The second performance requirement may be more arbitrary. It’s the busines SLA. If for example, you want to be able to assure the CEO that his dashboards have the most current data up to the minute, then the data processing has to be able to complete within a minute of any data change in order to meet that deadline.
Streaming Data Processing
If when you say “real-time”, you mean the opposite of batch processing, then you mean streaming data processing. In batch processing, data is gathered together, and all records or other data units are processed in one big bundle until they’re all done. In streaming data processing, the data is processed as it flows in, one unit at a time. And once the data starts coming in, it generally doesn’t end. The performance requirement for streaming data processing is you must process data as fast as the data flows in.
“We’re sifting through Twitter data in real-time for mentions of our company to keep an eye on sentiment.”
“The server information in this data center is monitored in real-time to catch problems early.”
More and more, when people say “real-time data processing” these days, they are most likely referring to streaming data processing. Streaming data processing has some very specific, and sometimes tricky to implement requirements. You have to be able to process the data continuously, without start-up or clean-up overhead. Micro-batch streaming data processing frameworks like Spark Streaming have found a way to handle start-up and clean-up needs while still keeping up with streaming performance speed requirements. Streaming data processing also requires a way to deal with occasional system failures without massive data loss. In some cases, data loss is acceptable, but in others, it isn’t.

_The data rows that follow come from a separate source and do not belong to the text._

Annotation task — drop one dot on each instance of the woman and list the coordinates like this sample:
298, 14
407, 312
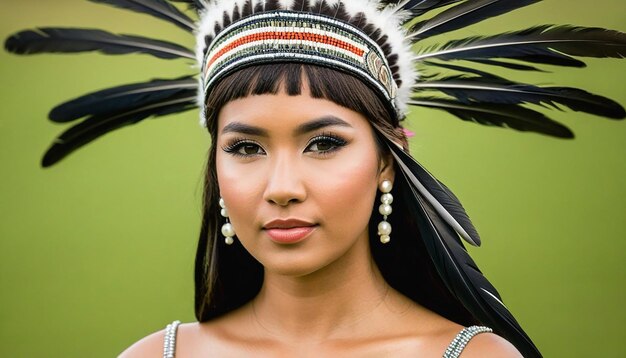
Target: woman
298, 167
427, 209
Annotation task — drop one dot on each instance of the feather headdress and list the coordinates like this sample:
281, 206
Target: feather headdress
377, 41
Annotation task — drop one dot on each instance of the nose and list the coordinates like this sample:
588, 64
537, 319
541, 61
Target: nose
285, 184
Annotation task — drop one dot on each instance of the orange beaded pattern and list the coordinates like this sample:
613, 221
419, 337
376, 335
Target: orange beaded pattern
291, 36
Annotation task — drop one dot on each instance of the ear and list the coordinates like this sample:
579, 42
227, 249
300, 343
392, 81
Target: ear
386, 170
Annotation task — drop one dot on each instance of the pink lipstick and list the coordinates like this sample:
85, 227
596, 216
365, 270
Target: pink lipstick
288, 231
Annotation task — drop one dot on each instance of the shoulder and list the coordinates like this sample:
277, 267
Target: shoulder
485, 345
149, 346
190, 337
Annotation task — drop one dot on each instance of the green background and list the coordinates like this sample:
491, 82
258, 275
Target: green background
97, 252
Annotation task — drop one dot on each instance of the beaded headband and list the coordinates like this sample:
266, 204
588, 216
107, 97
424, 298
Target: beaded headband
288, 36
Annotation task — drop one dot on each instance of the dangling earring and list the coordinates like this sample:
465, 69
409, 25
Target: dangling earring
227, 228
384, 228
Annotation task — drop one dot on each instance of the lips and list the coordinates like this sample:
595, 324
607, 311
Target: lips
288, 231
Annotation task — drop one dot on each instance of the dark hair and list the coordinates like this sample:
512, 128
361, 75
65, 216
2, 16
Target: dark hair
228, 277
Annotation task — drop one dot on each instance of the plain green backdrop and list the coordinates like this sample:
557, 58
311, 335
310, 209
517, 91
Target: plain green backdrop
98, 251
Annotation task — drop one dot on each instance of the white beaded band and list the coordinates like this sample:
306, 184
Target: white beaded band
282, 35
169, 342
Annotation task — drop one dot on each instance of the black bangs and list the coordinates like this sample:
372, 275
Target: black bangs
326, 83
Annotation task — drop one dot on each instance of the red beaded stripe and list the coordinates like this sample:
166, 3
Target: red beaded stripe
303, 36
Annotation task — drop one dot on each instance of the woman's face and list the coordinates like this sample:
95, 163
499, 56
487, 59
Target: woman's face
299, 177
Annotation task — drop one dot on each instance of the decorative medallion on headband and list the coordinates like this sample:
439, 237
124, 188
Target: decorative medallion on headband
298, 37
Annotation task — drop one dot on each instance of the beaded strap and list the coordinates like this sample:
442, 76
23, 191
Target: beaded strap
169, 343
460, 341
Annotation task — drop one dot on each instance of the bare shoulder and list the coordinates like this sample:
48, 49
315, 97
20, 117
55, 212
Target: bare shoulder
487, 345
149, 346
191, 338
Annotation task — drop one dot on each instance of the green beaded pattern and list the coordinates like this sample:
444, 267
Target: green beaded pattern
277, 36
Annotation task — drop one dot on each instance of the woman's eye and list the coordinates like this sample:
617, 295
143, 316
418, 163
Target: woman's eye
244, 149
325, 144
249, 149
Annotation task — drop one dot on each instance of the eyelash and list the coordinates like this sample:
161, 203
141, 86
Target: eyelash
336, 142
237, 144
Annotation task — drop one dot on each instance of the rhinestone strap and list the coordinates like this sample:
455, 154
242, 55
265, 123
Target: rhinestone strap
169, 343
460, 341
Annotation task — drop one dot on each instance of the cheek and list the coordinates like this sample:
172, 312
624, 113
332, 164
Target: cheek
346, 191
240, 187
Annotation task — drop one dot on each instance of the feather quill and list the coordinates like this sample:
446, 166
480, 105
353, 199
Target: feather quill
498, 90
122, 98
464, 14
418, 7
501, 115
193, 4
69, 40
96, 126
158, 8
545, 44
454, 265
447, 205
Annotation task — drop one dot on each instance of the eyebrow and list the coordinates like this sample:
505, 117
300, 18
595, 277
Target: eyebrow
316, 124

The takeaway from all these different meanings of real-time is not that you’re using the word wrong, or one definition is more right than another. It’s that when you’re thinking about implementing a real-time data processing application, it’s important to consider what kind of real-time you really mean. Based on that, you can determine what level of performance you will require.
So, what does near real-time mean? Well, near real-time is essentially something engineers say because they’re cringing inside about how ambiguous the word “real-time” has become. Seriously, why does one little hyphenated word suddenly have four different meanings? What’s up with this English language drift thing? It’s so imprecise!
Near real-time basically means any one of the definitions I mentioned, aside from sub-second response time. Although, I have heard an engineer or two use real-time to mean streaming.
So, What Does Real-Time Really, Really Mean?
At the recent Spark Summit East, Syncsort GM, Tendu Yogurtcu was asked, “What trends do you see coming up?” to which she responded, “A lot more customers are moving to real-time data processing.” Ali Ghodsi, CEO of DataBricks had the same opinion. “We’re seeing a real push for real-time.” He also saw trends toward breaking data siloes and doing more advanced analytics, “all in real-time.” Tendu also said that the future lies in combining streaming and batch on one platform.
In the same interview, Tendu and Dave Vallente of the CUBE delved into the question that spurred this blog post – what is the real definition of real-time? Dave came up with a great one that covers all four of the above meanings, and Tendu called back to it: “Respond before you lose the customer.” This, in some ways, is the best possible way to think about real-time when designing data processing systems.
Regardless of what level of performance your system has in any given situation, if you end up losing the customer, then it’s simply too slow. Maybe you should try moving up to real-time data processing.